Sur l’heure du lunch, les filles ont fomenté un plan. Pour la première fois de leur vie, elles vont sécher un cours. Elles affichent une mine tout à fait louche,mais la paire d’amies cimentées a toujours plus ou moins l’air de mijoter quelque chose, alors les surveillantes ne se formalisent guère de leurs manières ambigues. Petit détour par les casiers. Elles prennent leur manteau, attrapent deux ou trois manuels scolaires, sac d’école et agenda. La voie est libre. C’est presque trop facile. Dehors, un soleil vivifiant de mai cuit doucement l’épiderme des rares passants qui sont là pour absorber ses rayons.

-      C’est drôle, quand même, dit Simone. Il fait un soleil de feu et tout le monde est soit barricadé dans des tours à bureaux sous un éclairage au néon, soit en train de s’emmerder à l’école derrière un petit pupitre.

-      Tout le monde sauf nous !, ricane Juliette. Maintenant qu’est-ce qu’on fait ?

-      Bah, ce qu’on veut ! Ça te tente-tu d’aller écouter des disques au magasin ?

-      Ok, allons au centre d’achats. Ça tombe bien, je dois aller m’acheter des jarretelles.

-      Tu portes ça, toi ?, s’étonne Simone.

-      Certain ! C’est pour que le prof d’anglais me remarque. Pas de danger que je sèche son cours, lui.

-       Ah! ha! ha! T’es folle ! Il pourrait être ton père.

-      Ouan, mais il m’aurait eue jeune.

Un centre d’achats, l’après-midi, n’est pas l’endroit le plus exaltant au monde. Des vieux s’y emmerdent en bouffant des muffins pas frais, de faux bagels et des frites froides au Pique-Vite. D’anciens élèves décrocheurs tuent le temps dans des magasins de bijoux cheaps en échange d’un salaire minable.Des handicapés sévères et leurs préposés patients. De jeunes mères qui tentent d’apaiser leur bébé en furie. Des grosses madames qui se demandent ce que Simone et Juliette font là au lieu d’être à l’école en les toisant d’un air réprobateur.

Après être allées câliner les chatons et les chiots à l’animalerie, Simone et Juliette entrent au Zellers. Se pâment devant les poupées et les fées de plastique, département fillettes. Elles passent sans s’arrêter devant l’allée de poissons rouges à 25 sous. Feuillettent quelques magazines féminins. Essaient des push up bra en rougissant. Salivent devant la section des sucreries. Juliette glisse un suçon dans sa poche, Simone fourre deux caramels dans sa bouche.Elles commencent à s’amuser solide. Émettent des petits cris aigus en sautillant sur place. Puis se retrouvent dans la section maquillage.

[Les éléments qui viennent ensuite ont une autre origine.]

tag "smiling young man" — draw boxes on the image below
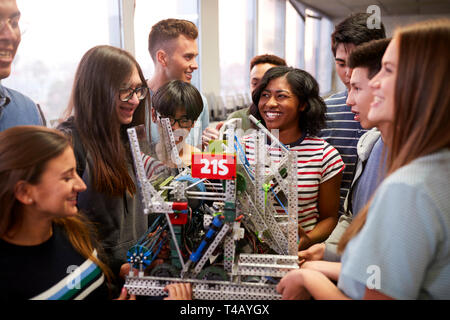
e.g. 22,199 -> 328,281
301,39 -> 390,261
0,0 -> 44,131
319,13 -> 386,218
147,19 -> 209,147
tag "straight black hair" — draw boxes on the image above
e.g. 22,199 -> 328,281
152,80 -> 203,121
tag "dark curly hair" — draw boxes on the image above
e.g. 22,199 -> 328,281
250,66 -> 326,136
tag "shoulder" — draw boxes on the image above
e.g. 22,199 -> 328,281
325,90 -> 348,105
228,107 -> 249,119
357,128 -> 381,160
3,87 -> 36,107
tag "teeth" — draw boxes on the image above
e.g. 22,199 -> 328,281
373,96 -> 383,102
0,50 -> 11,58
266,112 -> 281,119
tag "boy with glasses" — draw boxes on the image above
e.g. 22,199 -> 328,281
152,80 -> 203,167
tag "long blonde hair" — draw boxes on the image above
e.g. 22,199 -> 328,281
0,126 -> 112,281
338,19 -> 450,252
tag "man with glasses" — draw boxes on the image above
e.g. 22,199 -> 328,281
147,19 -> 209,148
152,80 -> 203,167
0,0 -> 44,131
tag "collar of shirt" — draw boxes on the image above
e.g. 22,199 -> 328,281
0,82 -> 11,109
0,82 -> 11,117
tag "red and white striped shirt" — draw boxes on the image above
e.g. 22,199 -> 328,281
243,134 -> 345,232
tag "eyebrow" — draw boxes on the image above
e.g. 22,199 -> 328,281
9,11 -> 22,19
61,168 -> 75,176
263,89 -> 291,94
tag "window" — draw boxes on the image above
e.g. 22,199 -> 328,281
305,9 -> 333,95
286,1 -> 305,69
134,0 -> 200,88
219,0 -> 255,96
257,0 -> 286,57
2,0 -> 120,125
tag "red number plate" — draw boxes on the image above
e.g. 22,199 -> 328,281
191,153 -> 236,180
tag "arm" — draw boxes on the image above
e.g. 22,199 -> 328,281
301,261 -> 341,281
299,172 -> 342,251
277,269 -> 349,300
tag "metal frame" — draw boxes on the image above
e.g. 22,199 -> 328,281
125,119 -> 298,300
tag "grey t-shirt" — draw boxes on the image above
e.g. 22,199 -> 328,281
338,149 -> 450,299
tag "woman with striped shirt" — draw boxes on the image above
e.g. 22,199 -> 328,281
243,66 -> 344,250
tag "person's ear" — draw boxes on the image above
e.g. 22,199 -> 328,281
298,102 -> 308,112
156,49 -> 168,67
152,108 -> 157,123
14,180 -> 34,205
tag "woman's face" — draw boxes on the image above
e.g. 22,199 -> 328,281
27,147 -> 86,218
258,77 -> 304,131
116,67 -> 144,125
368,38 -> 398,124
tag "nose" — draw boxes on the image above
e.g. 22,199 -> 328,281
74,173 -> 87,192
369,72 -> 380,90
0,20 -> 20,39
128,92 -> 140,105
345,89 -> 355,107
265,96 -> 278,107
345,67 -> 353,80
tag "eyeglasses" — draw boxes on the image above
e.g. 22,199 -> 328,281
157,113 -> 194,129
0,15 -> 20,32
119,87 -> 148,102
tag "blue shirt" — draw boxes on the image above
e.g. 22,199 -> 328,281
338,149 -> 450,299
318,90 -> 367,214
352,136 -> 386,219
0,84 -> 44,132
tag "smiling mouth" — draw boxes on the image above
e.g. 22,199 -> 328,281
0,50 -> 13,60
120,107 -> 134,115
370,96 -> 384,107
264,111 -> 282,121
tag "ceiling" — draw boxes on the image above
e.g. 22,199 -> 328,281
295,0 -> 450,20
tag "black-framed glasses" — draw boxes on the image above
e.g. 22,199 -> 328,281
157,113 -> 194,129
119,86 -> 148,102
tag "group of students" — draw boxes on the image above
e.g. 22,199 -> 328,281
0,2 -> 450,300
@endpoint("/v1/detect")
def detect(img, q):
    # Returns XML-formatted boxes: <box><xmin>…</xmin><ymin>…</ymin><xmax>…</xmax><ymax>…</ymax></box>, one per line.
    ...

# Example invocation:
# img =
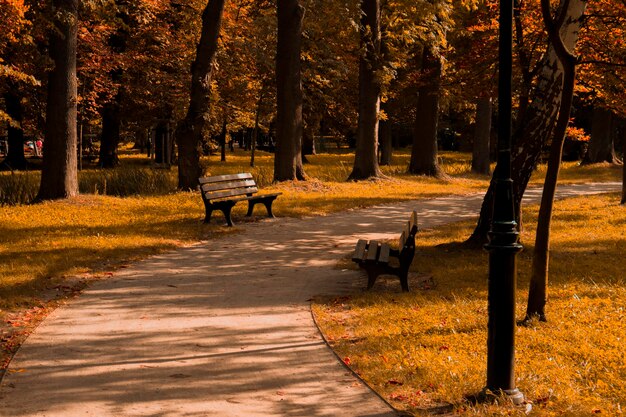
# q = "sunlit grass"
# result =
<box><xmin>0</xmin><ymin>149</ymin><xmax>619</xmax><ymax>314</ymax></box>
<box><xmin>313</xmin><ymin>195</ymin><xmax>626</xmax><ymax>416</ymax></box>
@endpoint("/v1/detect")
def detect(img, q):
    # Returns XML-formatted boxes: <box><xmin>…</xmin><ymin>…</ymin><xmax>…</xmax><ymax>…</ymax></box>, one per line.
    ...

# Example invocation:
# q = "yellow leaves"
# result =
<box><xmin>313</xmin><ymin>193</ymin><xmax>626</xmax><ymax>416</ymax></box>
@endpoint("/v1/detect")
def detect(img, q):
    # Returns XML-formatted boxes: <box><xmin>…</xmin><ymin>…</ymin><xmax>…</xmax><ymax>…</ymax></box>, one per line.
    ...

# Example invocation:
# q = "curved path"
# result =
<box><xmin>0</xmin><ymin>183</ymin><xmax>621</xmax><ymax>417</ymax></box>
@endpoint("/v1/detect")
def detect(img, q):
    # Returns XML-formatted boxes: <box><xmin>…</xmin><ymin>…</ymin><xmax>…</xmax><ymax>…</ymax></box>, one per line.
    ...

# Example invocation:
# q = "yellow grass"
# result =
<box><xmin>313</xmin><ymin>195</ymin><xmax>626</xmax><ymax>416</ymax></box>
<box><xmin>0</xmin><ymin>149</ymin><xmax>614</xmax><ymax>309</ymax></box>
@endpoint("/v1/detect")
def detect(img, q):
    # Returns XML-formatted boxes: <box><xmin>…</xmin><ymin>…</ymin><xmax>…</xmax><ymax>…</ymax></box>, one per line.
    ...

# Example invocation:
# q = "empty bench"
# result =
<box><xmin>352</xmin><ymin>211</ymin><xmax>418</xmax><ymax>291</ymax></box>
<box><xmin>198</xmin><ymin>173</ymin><xmax>282</xmax><ymax>226</ymax></box>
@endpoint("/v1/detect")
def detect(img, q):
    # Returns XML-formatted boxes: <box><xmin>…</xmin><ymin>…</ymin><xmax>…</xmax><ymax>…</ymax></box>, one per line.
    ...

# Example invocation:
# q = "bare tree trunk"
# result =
<box><xmin>583</xmin><ymin>106</ymin><xmax>620</xmax><ymax>164</ymax></box>
<box><xmin>220</xmin><ymin>118</ymin><xmax>228</xmax><ymax>162</ymax></box>
<box><xmin>622</xmin><ymin>128</ymin><xmax>626</xmax><ymax>204</ymax></box>
<box><xmin>175</xmin><ymin>0</ymin><xmax>224</xmax><ymax>190</ymax></box>
<box><xmin>409</xmin><ymin>48</ymin><xmax>445</xmax><ymax>177</ymax></box>
<box><xmin>472</xmin><ymin>97</ymin><xmax>492</xmax><ymax>175</ymax></box>
<box><xmin>525</xmin><ymin>0</ymin><xmax>577</xmax><ymax>321</ymax></box>
<box><xmin>468</xmin><ymin>0</ymin><xmax>587</xmax><ymax>244</ymax></box>
<box><xmin>348</xmin><ymin>0</ymin><xmax>382</xmax><ymax>180</ymax></box>
<box><xmin>378</xmin><ymin>120</ymin><xmax>393</xmax><ymax>166</ymax></box>
<box><xmin>250</xmin><ymin>96</ymin><xmax>263</xmax><ymax>168</ymax></box>
<box><xmin>0</xmin><ymin>87</ymin><xmax>28</xmax><ymax>170</ymax></box>
<box><xmin>274</xmin><ymin>0</ymin><xmax>304</xmax><ymax>181</ymax></box>
<box><xmin>37</xmin><ymin>0</ymin><xmax>78</xmax><ymax>200</ymax></box>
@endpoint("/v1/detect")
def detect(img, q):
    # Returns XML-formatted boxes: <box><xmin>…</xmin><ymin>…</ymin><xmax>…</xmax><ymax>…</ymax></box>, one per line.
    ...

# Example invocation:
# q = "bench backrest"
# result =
<box><xmin>198</xmin><ymin>173</ymin><xmax>259</xmax><ymax>200</ymax></box>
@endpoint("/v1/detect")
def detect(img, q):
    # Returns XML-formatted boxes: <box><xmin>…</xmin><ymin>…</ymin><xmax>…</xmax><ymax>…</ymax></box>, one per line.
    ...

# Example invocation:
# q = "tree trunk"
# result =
<box><xmin>583</xmin><ymin>106</ymin><xmax>619</xmax><ymax>164</ymax></box>
<box><xmin>622</xmin><ymin>128</ymin><xmax>626</xmax><ymax>204</ymax></box>
<box><xmin>409</xmin><ymin>48</ymin><xmax>445</xmax><ymax>177</ymax></box>
<box><xmin>472</xmin><ymin>97</ymin><xmax>492</xmax><ymax>175</ymax></box>
<box><xmin>468</xmin><ymin>0</ymin><xmax>587</xmax><ymax>244</ymax></box>
<box><xmin>175</xmin><ymin>0</ymin><xmax>224</xmax><ymax>190</ymax></box>
<box><xmin>98</xmin><ymin>98</ymin><xmax>122</xmax><ymax>168</ymax></box>
<box><xmin>525</xmin><ymin>0</ymin><xmax>577</xmax><ymax>321</ymax></box>
<box><xmin>220</xmin><ymin>119</ymin><xmax>228</xmax><ymax>162</ymax></box>
<box><xmin>37</xmin><ymin>0</ymin><xmax>78</xmax><ymax>200</ymax></box>
<box><xmin>250</xmin><ymin>103</ymin><xmax>261</xmax><ymax>168</ymax></box>
<box><xmin>274</xmin><ymin>0</ymin><xmax>304</xmax><ymax>181</ymax></box>
<box><xmin>0</xmin><ymin>88</ymin><xmax>28</xmax><ymax>171</ymax></box>
<box><xmin>348</xmin><ymin>0</ymin><xmax>382</xmax><ymax>180</ymax></box>
<box><xmin>378</xmin><ymin>120</ymin><xmax>393</xmax><ymax>166</ymax></box>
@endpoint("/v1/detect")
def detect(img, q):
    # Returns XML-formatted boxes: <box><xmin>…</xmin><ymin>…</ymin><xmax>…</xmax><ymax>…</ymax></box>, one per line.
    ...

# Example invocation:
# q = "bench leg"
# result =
<box><xmin>263</xmin><ymin>199</ymin><xmax>274</xmax><ymax>219</ymax></box>
<box><xmin>246</xmin><ymin>200</ymin><xmax>256</xmax><ymax>217</ymax></box>
<box><xmin>220</xmin><ymin>204</ymin><xmax>234</xmax><ymax>227</ymax></box>
<box><xmin>204</xmin><ymin>208</ymin><xmax>213</xmax><ymax>223</ymax></box>
<box><xmin>398</xmin><ymin>271</ymin><xmax>409</xmax><ymax>292</ymax></box>
<box><xmin>367</xmin><ymin>268</ymin><xmax>378</xmax><ymax>290</ymax></box>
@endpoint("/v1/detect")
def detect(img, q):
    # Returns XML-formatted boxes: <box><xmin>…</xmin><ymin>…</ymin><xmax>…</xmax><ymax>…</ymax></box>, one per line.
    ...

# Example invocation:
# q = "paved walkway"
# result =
<box><xmin>0</xmin><ymin>183</ymin><xmax>620</xmax><ymax>417</ymax></box>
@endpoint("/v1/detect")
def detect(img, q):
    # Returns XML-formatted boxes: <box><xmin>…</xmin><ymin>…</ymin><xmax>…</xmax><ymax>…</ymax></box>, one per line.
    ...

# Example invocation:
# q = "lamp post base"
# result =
<box><xmin>467</xmin><ymin>388</ymin><xmax>526</xmax><ymax>405</ymax></box>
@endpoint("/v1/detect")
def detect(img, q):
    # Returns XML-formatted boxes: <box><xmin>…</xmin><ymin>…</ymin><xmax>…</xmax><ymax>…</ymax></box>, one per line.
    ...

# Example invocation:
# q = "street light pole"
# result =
<box><xmin>484</xmin><ymin>0</ymin><xmax>524</xmax><ymax>404</ymax></box>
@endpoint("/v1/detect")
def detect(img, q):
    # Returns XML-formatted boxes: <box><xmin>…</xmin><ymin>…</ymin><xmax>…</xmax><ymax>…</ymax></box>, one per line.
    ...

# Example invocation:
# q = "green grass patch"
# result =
<box><xmin>313</xmin><ymin>194</ymin><xmax>626</xmax><ymax>416</ymax></box>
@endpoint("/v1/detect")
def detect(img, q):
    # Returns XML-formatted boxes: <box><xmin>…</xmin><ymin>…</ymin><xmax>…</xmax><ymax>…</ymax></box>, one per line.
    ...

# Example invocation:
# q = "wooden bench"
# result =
<box><xmin>198</xmin><ymin>173</ymin><xmax>282</xmax><ymax>226</ymax></box>
<box><xmin>352</xmin><ymin>211</ymin><xmax>418</xmax><ymax>291</ymax></box>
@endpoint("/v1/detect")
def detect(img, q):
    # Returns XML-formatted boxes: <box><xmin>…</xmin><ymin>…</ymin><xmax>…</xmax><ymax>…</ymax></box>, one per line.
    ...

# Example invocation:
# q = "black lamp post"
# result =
<box><xmin>484</xmin><ymin>0</ymin><xmax>524</xmax><ymax>404</ymax></box>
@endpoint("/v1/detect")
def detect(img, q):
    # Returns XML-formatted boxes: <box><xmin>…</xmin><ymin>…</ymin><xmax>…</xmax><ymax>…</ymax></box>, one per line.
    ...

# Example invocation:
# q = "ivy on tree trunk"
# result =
<box><xmin>0</xmin><ymin>87</ymin><xmax>28</xmax><ymax>170</ymax></box>
<box><xmin>37</xmin><ymin>0</ymin><xmax>78</xmax><ymax>200</ymax></box>
<box><xmin>472</xmin><ymin>97</ymin><xmax>492</xmax><ymax>175</ymax></box>
<box><xmin>175</xmin><ymin>0</ymin><xmax>224</xmax><ymax>190</ymax></box>
<box><xmin>409</xmin><ymin>48</ymin><xmax>445</xmax><ymax>177</ymax></box>
<box><xmin>348</xmin><ymin>0</ymin><xmax>382</xmax><ymax>180</ymax></box>
<box><xmin>525</xmin><ymin>0</ymin><xmax>577</xmax><ymax>321</ymax></box>
<box><xmin>468</xmin><ymin>0</ymin><xmax>587</xmax><ymax>245</ymax></box>
<box><xmin>274</xmin><ymin>0</ymin><xmax>305</xmax><ymax>181</ymax></box>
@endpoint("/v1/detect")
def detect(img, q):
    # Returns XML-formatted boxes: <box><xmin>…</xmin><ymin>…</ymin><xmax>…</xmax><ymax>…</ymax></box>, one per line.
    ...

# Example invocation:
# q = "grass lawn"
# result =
<box><xmin>0</xmin><ymin>149</ymin><xmax>621</xmax><ymax>376</ymax></box>
<box><xmin>313</xmin><ymin>194</ymin><xmax>626</xmax><ymax>416</ymax></box>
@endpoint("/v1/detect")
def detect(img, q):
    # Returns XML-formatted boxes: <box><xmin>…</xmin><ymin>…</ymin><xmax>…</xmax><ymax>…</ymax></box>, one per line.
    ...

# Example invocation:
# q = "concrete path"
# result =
<box><xmin>0</xmin><ymin>183</ymin><xmax>621</xmax><ymax>417</ymax></box>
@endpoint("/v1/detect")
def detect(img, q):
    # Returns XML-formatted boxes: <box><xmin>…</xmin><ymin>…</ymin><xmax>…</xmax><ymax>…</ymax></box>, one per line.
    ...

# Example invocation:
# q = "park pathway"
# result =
<box><xmin>0</xmin><ymin>183</ymin><xmax>620</xmax><ymax>417</ymax></box>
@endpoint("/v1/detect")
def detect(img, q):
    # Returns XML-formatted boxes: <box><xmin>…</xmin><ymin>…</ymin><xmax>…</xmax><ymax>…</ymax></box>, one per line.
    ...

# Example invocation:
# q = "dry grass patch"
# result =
<box><xmin>313</xmin><ymin>195</ymin><xmax>626</xmax><ymax>416</ymax></box>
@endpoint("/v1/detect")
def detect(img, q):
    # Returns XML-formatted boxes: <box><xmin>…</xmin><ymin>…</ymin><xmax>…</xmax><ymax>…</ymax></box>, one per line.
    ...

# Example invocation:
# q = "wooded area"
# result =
<box><xmin>0</xmin><ymin>0</ymin><xmax>626</xmax><ymax>412</ymax></box>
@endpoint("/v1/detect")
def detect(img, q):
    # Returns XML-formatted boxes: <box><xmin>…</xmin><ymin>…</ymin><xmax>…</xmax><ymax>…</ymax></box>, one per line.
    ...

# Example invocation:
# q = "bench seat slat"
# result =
<box><xmin>201</xmin><ymin>180</ymin><xmax>256</xmax><ymax>193</ymax></box>
<box><xmin>198</xmin><ymin>172</ymin><xmax>252</xmax><ymax>184</ymax></box>
<box><xmin>204</xmin><ymin>187</ymin><xmax>259</xmax><ymax>200</ymax></box>
<box><xmin>352</xmin><ymin>239</ymin><xmax>367</xmax><ymax>262</ymax></box>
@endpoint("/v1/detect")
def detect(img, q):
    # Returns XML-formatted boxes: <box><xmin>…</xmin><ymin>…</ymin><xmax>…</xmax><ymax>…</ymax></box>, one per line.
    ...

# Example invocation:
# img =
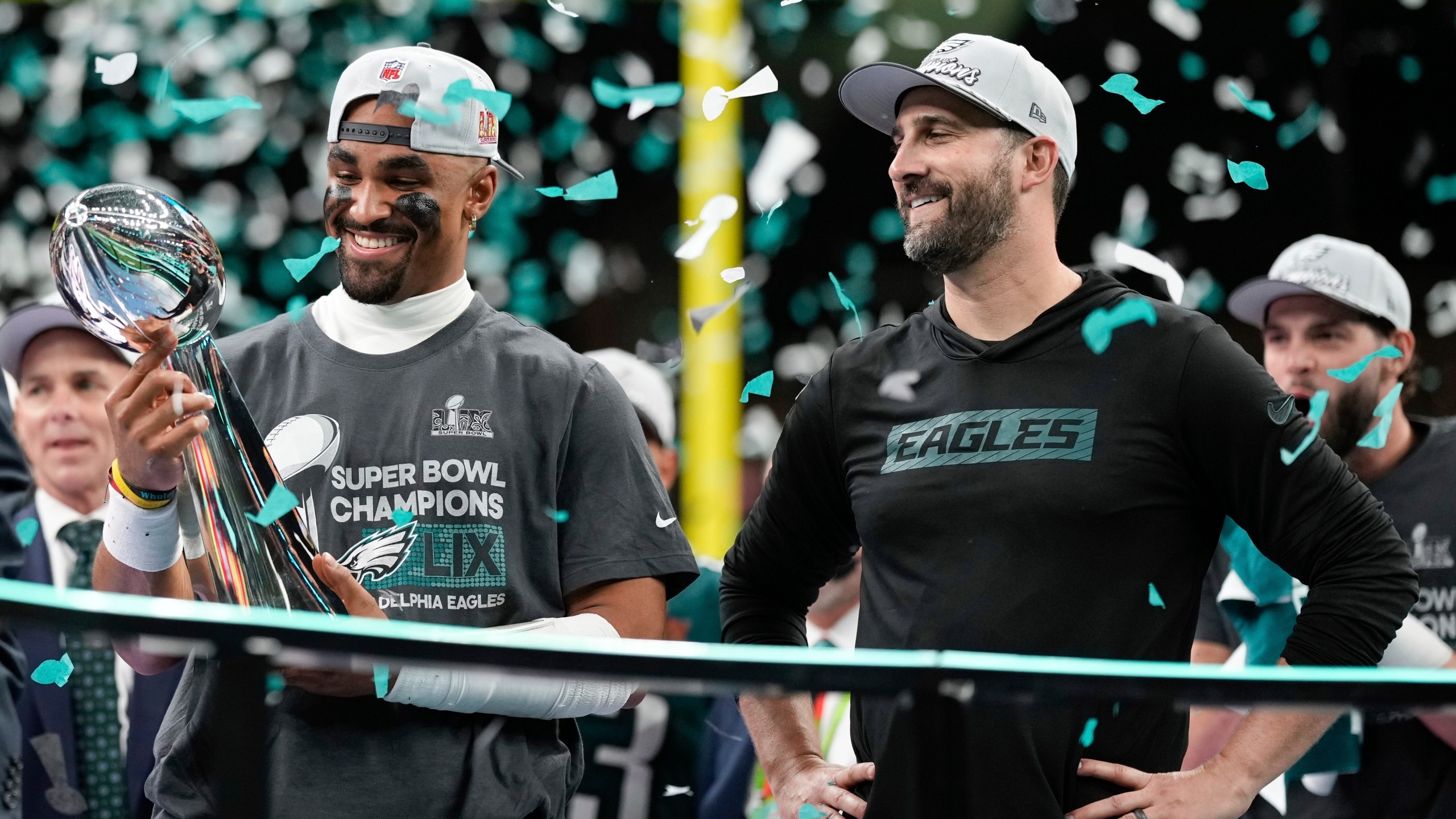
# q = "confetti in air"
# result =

-      Comment tu fais pour savoir si ta couleur de rouge à lèvres c’est prune, brun chocolat ou coquelicot, interroge Simone. Sans parler de toutes les nuances entre ces extrêmes.

-      Tu les amènes chez vous pis tu les essaies.

-      Ok, ouais… Je présume que c’est la même chose pour les ombres à paupières ?, rigole Simone en faisant glisser 4 ou 5 boîtiers de poudre compacte dans son sac.

-      Tu comprends vite, toi. Par exemple : le gloss à la noix de coco m’intéresse mais va peut-être me tomber sur le cœur. Alors je prends pas de chance. J’y vais aussi avec fraise, c’est une valeur sûre, puis menthe poivrée : toujours pratique quand t’as prévu frencher. Héhé.

Les fugitives ont pensé à tout sauf à une chose. Alors qu’elles envisagent leur retour en ricanant dans leur barbe,le détecteur de vol se met à sonner comme si la fin du monde s’était déclarée.

La honte.

La main dans le sac.

Les parents stupéfiés, les agents correctionnels, des avertissements. Des points d’interrogation sur tous les visages des adultes. Des formulaires à compléter. Une rencontre infructueuse avec le psy de l’école. Déshonneur et disgrâce.